When it came to Adams’ performance, the goal was “making sure that there was never a moment where self-consciousness peeked in,” Heller says. “A lot of the work was making Amy feel very safe in the environment, to trust me that she could just show all of herself.” She spoke to Adams about “what it feels like to be somebody who’s just had a baby and doesn’t feel connected to their body,” she says.

For Adams, it was not difficult to tap into her character’s more primal impulses: she is one of seven children, raised in a military family that moved frequently throughout her childhood. “I’ve always made the joke that we were feral, free-range kids,” she says. “I’ve always been someone who’s really had a strong internal monologue with a more feral side of myself.”

Her parents ultimately divorced and Adams’ mother, a former member of the Church of Jesus Christ of Latter-day Saints, became a professional bodybuilder, often bringing her kids to the gym with her. “She was the OG Nightbitch,” the actor says. “She got to a point where she was like, ‘I had seven children and I now have to start figuring out who I am in the world.’ Our experiences are so vastly different because she started having kids at 19. I was 35 when I had my daughter. I had lived a totally different span of my life being able to explore myself.”

Adams’ family background also enabled her to relate to one of the few unique details we learn about her character in “Nightbitch,” that she was raised in a Mennonite community by a mother who harbored artistic aspirations of her own. Adams approaches each new character she plays by trying to understand their religious background, a technique she developed early on in her career with acting coach Warner Loughlin. Someone’s faith “sets so much of their values into place,” she says.

Adams maintained faith in her process as “Nightbitch,” which was delayed a year because of the Hollywood strikes, finally premiered at the Toronto International Film Festival in September, and prompted a dizzying array of responses. Along with speculation about whether this would finally be the role to snag an Oscar win for the six-time nominee, there were howls from some critics put off by the film’s candid portrayal of various bodily functions and its undiluted channeling of female anger.

Becoming a mother engenders a brutal kind of honesty, says Heller, one that she tried to capture in “Nightbitch.”

“When you have a kid, you’re dealing with poop and throw-up,” she says. “Your relationship to bodily fluids has changed, and your relationship to anything being ‘gross’ has changed. There’s nothing precious about it, right? It’s whatever the opposite of precious is. I’ve never really seen that depicted [on-screen] in a way that feels truthful.”
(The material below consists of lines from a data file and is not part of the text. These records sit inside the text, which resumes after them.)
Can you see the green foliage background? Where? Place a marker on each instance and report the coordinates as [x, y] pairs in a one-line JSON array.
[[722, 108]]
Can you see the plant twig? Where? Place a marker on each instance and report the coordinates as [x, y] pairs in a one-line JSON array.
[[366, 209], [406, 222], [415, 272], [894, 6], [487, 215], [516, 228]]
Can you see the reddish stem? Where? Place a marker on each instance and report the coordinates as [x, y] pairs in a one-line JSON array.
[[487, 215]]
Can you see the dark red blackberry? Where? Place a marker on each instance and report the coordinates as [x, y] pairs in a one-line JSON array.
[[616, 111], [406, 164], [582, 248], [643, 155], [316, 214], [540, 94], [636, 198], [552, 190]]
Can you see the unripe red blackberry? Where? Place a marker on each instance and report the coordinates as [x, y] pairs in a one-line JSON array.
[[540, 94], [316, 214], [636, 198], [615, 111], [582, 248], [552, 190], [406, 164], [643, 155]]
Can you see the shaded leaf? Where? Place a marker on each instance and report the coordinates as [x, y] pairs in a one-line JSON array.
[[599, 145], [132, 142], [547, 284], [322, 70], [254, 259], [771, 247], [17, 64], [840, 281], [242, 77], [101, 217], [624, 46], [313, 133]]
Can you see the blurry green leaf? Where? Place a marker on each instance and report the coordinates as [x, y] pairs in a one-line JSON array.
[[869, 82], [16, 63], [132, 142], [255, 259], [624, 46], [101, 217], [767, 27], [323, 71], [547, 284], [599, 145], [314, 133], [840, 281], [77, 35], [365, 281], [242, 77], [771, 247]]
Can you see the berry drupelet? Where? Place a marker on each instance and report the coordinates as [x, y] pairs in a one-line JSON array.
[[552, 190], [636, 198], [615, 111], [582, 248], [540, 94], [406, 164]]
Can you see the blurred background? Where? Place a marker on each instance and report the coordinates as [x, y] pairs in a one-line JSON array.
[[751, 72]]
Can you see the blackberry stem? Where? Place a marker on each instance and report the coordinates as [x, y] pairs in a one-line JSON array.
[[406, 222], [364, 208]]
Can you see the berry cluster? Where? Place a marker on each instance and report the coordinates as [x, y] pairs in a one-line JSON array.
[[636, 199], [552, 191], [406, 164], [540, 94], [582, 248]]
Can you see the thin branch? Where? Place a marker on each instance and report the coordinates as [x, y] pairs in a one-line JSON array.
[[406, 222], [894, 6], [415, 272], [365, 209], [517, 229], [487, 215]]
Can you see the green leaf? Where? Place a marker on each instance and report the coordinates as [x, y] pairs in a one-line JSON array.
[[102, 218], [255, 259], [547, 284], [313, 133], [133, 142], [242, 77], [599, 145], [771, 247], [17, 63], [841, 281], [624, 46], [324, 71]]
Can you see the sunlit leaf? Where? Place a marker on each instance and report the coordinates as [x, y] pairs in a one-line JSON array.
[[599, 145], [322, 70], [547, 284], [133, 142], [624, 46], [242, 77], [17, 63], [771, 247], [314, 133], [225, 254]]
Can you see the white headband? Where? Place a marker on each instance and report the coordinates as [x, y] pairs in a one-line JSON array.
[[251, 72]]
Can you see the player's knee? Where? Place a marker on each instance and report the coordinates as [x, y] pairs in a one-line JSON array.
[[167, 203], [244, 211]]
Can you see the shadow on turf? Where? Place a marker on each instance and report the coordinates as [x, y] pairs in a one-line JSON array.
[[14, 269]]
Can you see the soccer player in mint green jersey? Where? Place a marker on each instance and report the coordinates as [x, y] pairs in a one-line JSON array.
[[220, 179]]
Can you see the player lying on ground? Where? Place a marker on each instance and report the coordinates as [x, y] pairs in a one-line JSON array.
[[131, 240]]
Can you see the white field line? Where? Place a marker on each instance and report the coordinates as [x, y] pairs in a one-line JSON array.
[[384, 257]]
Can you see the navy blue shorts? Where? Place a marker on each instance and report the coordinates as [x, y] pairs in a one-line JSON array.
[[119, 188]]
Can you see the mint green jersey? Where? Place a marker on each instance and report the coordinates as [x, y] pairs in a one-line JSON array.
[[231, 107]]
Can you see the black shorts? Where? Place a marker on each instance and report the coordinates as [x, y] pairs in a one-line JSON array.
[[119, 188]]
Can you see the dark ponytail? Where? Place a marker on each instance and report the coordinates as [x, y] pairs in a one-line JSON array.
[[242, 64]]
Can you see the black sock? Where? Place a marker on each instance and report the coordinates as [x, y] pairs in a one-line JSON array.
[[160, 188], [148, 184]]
Adams suggests that some of the negative responses to “Nightbitch” stem from confusion over the film’s “very intentional female gaze.”

“Only at certain times do we get a glimpse inside of the husband’s mind — otherwise, we’re living squarely inside of a woman’s mind,” she says. “It’s very uncommon for a film to not have a male gaze.” Adams is trying to meet these reactions with curiosity instead of anger. “I’m like, ‘Oh, that’s what you got from that?’ ” She also prefers to focus on viewers who recognize themselves in the movie.

“I had a friend write me and say, ‘My kids just left the house but I still identify so deeply with this, because I’m in a transitional period and am feeling invisible in the world. I have this deep sense of insignificance. To hear your character say it — I didn’t realize how much I felt it until that moment.’ ” Adams pauses to gather herself, then apologizes for becoming emotional. “That means so much more to me than someone having a reaction to seeing menstrual blood.”